Army names independent panel to review Fort Hood following Vanessa Guillen's killing
CNN/Stylemagazine.com Newswire | 7/30/2020, 3:35 p.m.
By Ray Sanchez, CNN
(CNN) -- The US Army on Thursday released the names of five civilians who will review the "command climate and culture" at Fort Hood after the killing of Spc. Vanessa Guillen and "follow the facts wherever they lead."
The review was prompted by the death of the 20-year-old soldier, whose remains were discovered in June, months after her disappearance.
"The Army is committed to taking care of our Soldiers, civilians, families, and Soldiers for life, and this independent review will explore the current command climate and culture at Fort Hood," Army Secretary Ryan McCarthy said in a statement.
The announcement came on the same day that Guillen's mother, Gloria, and other relatives tearfully pleaded with President Donald Trump for justice during an Oval Office meeting.
The independent review is intended to determine whether that climate and culture "reflects the Army's values, including safety, respect, inclusiveness, and a commitment to diversity, and workplaces and communities free from sexual harassment."
The panel, with assistance from a brigadier general and a staff, will study "historical data and conduct interviews with military members, civilians and members of the local community."
The panel members are Chris Swecker, a Charlotte, North Carolina, attorney and former FBI assistant director; Jonathan Harmon, a trial lawyer who has represented Fortune 500 companies across the country; Carrie Ricci, an assistant general counsel for the US Department of Agriculture; Queta Rodriguez, a Bexar County, Texas, resident and regional director for FourBlock, a nonprofit that helps veterans transition into civilian careers; and Jack White, an attorney with expertise in government investigations and discrimination claims.

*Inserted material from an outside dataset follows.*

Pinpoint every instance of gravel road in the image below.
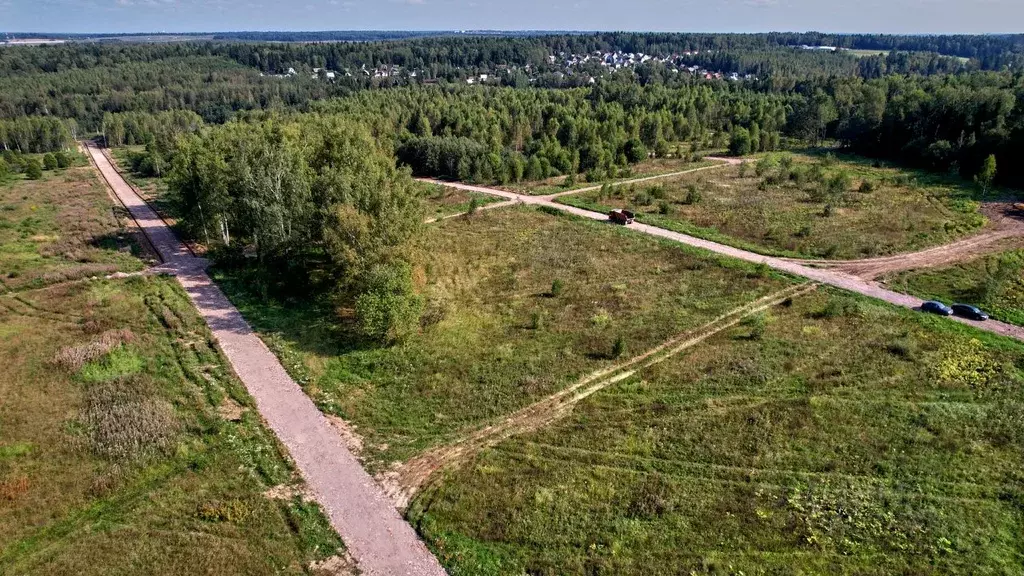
[86,145,444,576]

"I commit to providing a complete and thorough review of the command climate at Fort Hood and to follow the facts wherever they lead," Swecker, who will lead the panel, said in a statement.
Guillen, 20, vanished in April. Her remains were discovered June 30 in a shallow grave, according to family attorney Natalie Khawam. The US Army later positively identified the remains as Guillen.

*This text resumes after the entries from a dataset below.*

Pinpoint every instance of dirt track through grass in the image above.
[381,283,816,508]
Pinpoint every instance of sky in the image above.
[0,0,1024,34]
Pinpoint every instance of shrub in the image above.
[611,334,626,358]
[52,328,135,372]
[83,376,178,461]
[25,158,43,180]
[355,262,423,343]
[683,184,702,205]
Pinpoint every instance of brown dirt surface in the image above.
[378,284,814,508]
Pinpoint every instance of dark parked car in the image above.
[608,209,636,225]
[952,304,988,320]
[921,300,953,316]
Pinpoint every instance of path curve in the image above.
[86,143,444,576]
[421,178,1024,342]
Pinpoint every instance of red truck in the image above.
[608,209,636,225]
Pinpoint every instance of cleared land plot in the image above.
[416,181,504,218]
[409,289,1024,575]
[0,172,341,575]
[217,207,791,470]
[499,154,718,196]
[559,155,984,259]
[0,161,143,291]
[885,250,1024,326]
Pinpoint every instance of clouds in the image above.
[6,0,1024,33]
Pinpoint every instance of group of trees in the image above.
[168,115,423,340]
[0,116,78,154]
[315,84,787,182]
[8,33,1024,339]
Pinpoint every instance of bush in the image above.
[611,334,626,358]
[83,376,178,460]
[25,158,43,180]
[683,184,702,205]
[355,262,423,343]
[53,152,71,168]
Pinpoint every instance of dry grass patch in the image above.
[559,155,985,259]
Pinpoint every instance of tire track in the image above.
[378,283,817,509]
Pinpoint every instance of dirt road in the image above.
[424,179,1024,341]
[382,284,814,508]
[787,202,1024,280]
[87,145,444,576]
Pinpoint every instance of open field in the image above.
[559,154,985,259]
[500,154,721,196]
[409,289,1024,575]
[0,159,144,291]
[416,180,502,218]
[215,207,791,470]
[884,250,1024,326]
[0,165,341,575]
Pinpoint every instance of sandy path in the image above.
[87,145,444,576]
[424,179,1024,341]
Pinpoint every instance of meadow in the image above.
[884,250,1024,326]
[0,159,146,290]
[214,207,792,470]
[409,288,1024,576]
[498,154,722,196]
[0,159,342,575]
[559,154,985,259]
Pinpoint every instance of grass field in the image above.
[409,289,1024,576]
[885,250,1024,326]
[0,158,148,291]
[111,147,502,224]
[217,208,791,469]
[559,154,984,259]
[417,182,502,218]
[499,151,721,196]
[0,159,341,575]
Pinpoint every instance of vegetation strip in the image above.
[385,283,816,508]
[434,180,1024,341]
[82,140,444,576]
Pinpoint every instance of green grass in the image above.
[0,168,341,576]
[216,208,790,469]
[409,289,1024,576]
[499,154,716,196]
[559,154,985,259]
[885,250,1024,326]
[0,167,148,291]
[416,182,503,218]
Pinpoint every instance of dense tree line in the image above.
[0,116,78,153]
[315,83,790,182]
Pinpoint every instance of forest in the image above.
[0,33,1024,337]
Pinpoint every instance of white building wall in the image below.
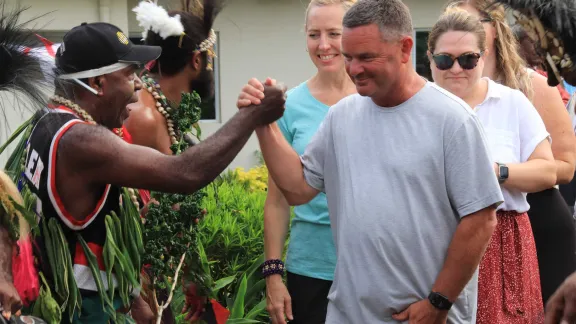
[0,0,444,168]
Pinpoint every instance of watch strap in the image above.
[428,291,452,310]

The small-arms repairer was bludgeoned to death with a hammer in the armory room where she worked, and her body was transported from the installation by her killer, Khawam said, citing details the family learned from Army investigators.
Spc. Aaron Robinson, a 20-year-old soldier suspected in Guillen's disappearance, killed himself after police confronted him in Killeen, Texas, earlier this month.
A tearful Gloria Guillen asked the President to help the family investigate her daughter's death and to support a bill that would change the way sexual harassment and assault is reported in the military.
"The FBI and the DOJ are now involved," Trump told Guillen's parents and two sisters in the Oval Office.
"We got them involved. And people at Fort Hood, where it took place, are very much involved. We didn't want to have this swept under the rug, which could happen."
Multiple reviews or investigations into Fort Hood are underway.
Army Criminal Investigation Command and civilian law enforcement are investigating the death.